Mais il y a d'autres moments qui nous plongent dans la vie : l'agonie d'un proche. Ces semaines, ces quelques mois où tout se relièfe, le moindre contact des mains, le moindre regard, et le rire, le rire comme explosion de vie encore. Denses, inoubliables moments sans chagrin ni crainte, juste la vie réduite à sa plus simple expression ; un bon repas pour ceux qui entourent le malade, du repos car la vie intense fatigue, et la fraternité, et l'accompagnement. Et ce n'est pas une compassion.
La mise bas, le maternage et l'éducation d'un enfant.

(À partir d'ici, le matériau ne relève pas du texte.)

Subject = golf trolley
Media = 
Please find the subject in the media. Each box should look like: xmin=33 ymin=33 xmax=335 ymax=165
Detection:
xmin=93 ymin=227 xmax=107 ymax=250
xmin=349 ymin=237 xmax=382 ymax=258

Nous nous sommes débrouillés pour faire de ces deux extrêmes de la vie, des moments volés. Je ne comprends pas, je n'ai jamais compris pourquoi. Mais je plains ceux qui se sont laissé faire.
Après plus de trois ans et demi de tension, aux aguets des nouvelles internationales mais surtout à leurs analyses, le temps s'est accéléré qui dévoile ce qui nous était caché. Ces attentats qui viennent sonnent le glas de notre surdité ; la nécessité de vivre vient ; l'ennui, la morosité, la pression indéfinie et pourtant bien ressentis, à la place du travail, de la fête et du repos, vont faire passer aux oubliettes de notre récente histoire et l'artifice, et la plainte, et la peur.
Ces trois ans et demi, c'est mon temps personnel ; il n'y a rien je pense, qui puisse définir exactement le début, l'annonce de cette échéance, car c'est bien en amont dans l'histoire récente que tout se prépare.
Mais aujourd'hui nous ne pouvons plus compter sur l'esquive, faire durer encore un peu, abasourdis par des drogues ou des verres déformants qui nous font perdre l'équilibre ; nous tomberons ou nous nous relèverons.
La vie est au fond de nous, la plus artificielle midinette, le plus fabriqué des traders a, au fond de lui, la vie.
Alors excusez-moi, mais je sens une détente, et calmée, non pas dans une accalmie, mais au bord de la tempête, je sais qu'agir devient possible parce que nécessaire. C'est le contraire d'un aboutissement, c'est le contraire d'une victoire, mais c'est aussi le contraire de la mort lente imposée par tous les sombres intérêts de seulement quelque-uns.
C'est à leur gueule que tout ça pète.
À nous de nous prémunir, nous préserver, nous entraider, nous lier... et Vivre.
Il en est des individus comme il en est des sociétés, et il en est des sociétés comme il en est des individus : les épreuves initiatiques sont nécessaires à l'éveil et tant que l'éveil n'est pas, les guerres arrivent comme des occurrences , -pourtant conséquences d'un amas de fautes-, un tremplin offert à la conscience ; après l'épreuve... souvenez-vous... le Conseil National de la Résistance. N'attendons pas l'apocalypse , cette révélation dans l'insoutenable horreur.